No, although your brokerage account is separate in some notable ways; separate online access, viewing of balance information, and separate periodic statements, it is still all part of the same HSA Custodial Agreement. This means that Falcon National Bank is your HSA custodian for both your brokerage account and your checking account. You only have one HSA for the purpose of required reporting to the Internal Revenue Service (IRS). You have one HSA with two sub-accounts for investment purposes: your brokerage account and your checking account. Your brokerage account and checking account will also be linked together to provide easy movement of money from one account to the other.

7. Is there an annual fee for the brokerage account?

Yes, there is an additional $15 annual custodial fee for the brokerage account. You must have an HSA checking account in order to have brokerage and maintain a minimum balance in your checking account. The brokerage custodial fee is deducted from your checking account annually on March 1st.
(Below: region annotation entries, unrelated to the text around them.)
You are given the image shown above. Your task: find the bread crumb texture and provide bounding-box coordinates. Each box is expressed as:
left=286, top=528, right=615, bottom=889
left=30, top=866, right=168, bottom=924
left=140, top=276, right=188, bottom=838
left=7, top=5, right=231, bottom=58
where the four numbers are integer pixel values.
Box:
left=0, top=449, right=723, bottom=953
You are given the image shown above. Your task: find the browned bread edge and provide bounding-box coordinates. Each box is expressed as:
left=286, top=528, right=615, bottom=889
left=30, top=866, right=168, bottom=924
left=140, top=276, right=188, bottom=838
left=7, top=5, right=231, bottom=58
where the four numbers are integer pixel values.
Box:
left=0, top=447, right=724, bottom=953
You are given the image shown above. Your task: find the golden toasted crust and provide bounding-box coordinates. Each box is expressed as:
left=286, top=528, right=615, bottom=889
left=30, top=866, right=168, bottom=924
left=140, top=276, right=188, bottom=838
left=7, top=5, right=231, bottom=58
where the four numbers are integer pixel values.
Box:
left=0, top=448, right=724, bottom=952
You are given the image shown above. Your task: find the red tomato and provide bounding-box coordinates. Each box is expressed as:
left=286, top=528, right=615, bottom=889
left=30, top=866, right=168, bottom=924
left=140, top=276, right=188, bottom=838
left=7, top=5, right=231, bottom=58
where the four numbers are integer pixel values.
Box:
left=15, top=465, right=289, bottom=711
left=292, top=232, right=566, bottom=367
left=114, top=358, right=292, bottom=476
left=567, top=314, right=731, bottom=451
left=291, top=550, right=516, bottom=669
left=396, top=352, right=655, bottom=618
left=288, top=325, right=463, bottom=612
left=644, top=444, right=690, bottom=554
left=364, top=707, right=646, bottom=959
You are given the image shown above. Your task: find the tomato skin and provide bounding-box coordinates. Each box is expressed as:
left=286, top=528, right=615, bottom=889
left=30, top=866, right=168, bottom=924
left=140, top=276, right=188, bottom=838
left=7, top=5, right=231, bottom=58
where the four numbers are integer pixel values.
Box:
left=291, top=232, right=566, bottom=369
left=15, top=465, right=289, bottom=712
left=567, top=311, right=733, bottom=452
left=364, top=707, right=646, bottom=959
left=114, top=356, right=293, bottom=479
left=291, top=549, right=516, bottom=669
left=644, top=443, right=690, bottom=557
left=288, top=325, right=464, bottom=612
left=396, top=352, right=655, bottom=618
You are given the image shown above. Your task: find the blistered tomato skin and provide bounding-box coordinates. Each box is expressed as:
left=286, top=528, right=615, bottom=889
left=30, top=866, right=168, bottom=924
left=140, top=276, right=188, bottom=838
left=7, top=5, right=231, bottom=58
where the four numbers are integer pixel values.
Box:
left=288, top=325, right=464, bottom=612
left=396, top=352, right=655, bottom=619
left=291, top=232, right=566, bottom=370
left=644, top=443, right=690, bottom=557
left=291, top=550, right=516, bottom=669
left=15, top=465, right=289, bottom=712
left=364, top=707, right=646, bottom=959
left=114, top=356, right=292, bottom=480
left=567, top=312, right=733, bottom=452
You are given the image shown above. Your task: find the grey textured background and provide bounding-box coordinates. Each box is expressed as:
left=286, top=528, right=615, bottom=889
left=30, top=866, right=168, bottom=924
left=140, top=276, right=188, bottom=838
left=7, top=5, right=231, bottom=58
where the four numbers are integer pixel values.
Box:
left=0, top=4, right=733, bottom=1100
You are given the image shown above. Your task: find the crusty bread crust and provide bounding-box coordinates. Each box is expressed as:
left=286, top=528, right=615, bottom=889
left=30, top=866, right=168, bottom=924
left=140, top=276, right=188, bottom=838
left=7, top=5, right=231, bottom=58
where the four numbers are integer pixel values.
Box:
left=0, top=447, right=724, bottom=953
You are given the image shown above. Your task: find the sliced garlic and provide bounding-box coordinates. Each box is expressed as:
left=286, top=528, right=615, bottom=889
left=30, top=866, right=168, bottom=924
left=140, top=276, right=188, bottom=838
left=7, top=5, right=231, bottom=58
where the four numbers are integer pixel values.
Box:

The checking custodial fee is deducted from your account on the anniversary date of your HSA. Please leave enough in your checking account balance to cover the annual custodial fees or you could face maintenance charges for failure to maintain a minimum balance.

8. How much do I need to keep in my checking account if I have a brokerage account?

You must maintain $1,000 in your HSA checking account. Additionally, we deduct all custodial and other account related fees from your HSA checking account plus all of your transactions (check or Falcon National Bank MasterCard;) will be drawn from your HSA checking account. Therefore, we recommend you leave enough in your checking to cover these all fees. New accounts are free for the first year and free thereafter if the monthly balance exceeds $2,500 ($2.25/month otherwise). Brokerage trading fees are deducted from your brokerage balance, not your checking balance. Please be aware that your account will be assessed a $10 fee if your balance falls below $1,000 in your HSA Checking Account on any day during the month.

9. What mutual funds can I buy through the brokerage service?

You can buy virtually all no-load publicly traded funds.

10. Is there a fee for closing my Brokerage Account?

No, there is no fee for closing your brokerage account. You need to first sell any open positions and transfer the cash back into your HSA checking account.